The guy who heckles at training camp: It's tough to call anyone a "loser" at this time of year, but it's safe to break out the L-word for the dude at Ravens camp last week yelling things like "Where are you throwing the ball?" at Lamar Jackson during practice. Life is too short to heckle in July, even if you have a miserable home life.
(In fairness, that guy was the exception at a Ravens practice that included more clapping and chanting than any camp practice I've ever been to.)
Tennessee Titans' offensive line:Pro Bowl left tackle Taylor Lewan is expected to miss the first four games of the season after apparently failing a drug test for a banned substance. Right tackle Jack Conklin, who was not able to practice much this offseason, is trying to prove he's all the way back from the ACL surgery that has changed the shape of his career.
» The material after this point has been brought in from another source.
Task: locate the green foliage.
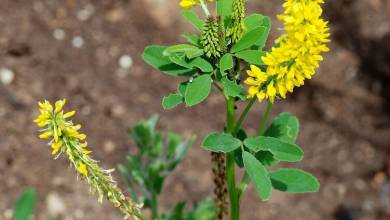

The Titans' offensive line -- starting with their tackles -- was supposed to be the identity of this franchise. But the group performed at a mediocre level overall last year, and Lewan's absence is only going to make the start of this season tougher.
Washington Redskins' left tackle situation: Let's just say it's not a positive development when the organization is forced to issue denials to a report that their relationship with Pro Bowl left tackle Trent Williams is fractured beyond repair. NFL Network Insider Ian Rapoport reports there is "no end in sight" to Williams' holdout, which has resulted in Ereck Flowers trying to protect rookie Dwayne Haskins' blind side during practice. That's not fair to anyone involved.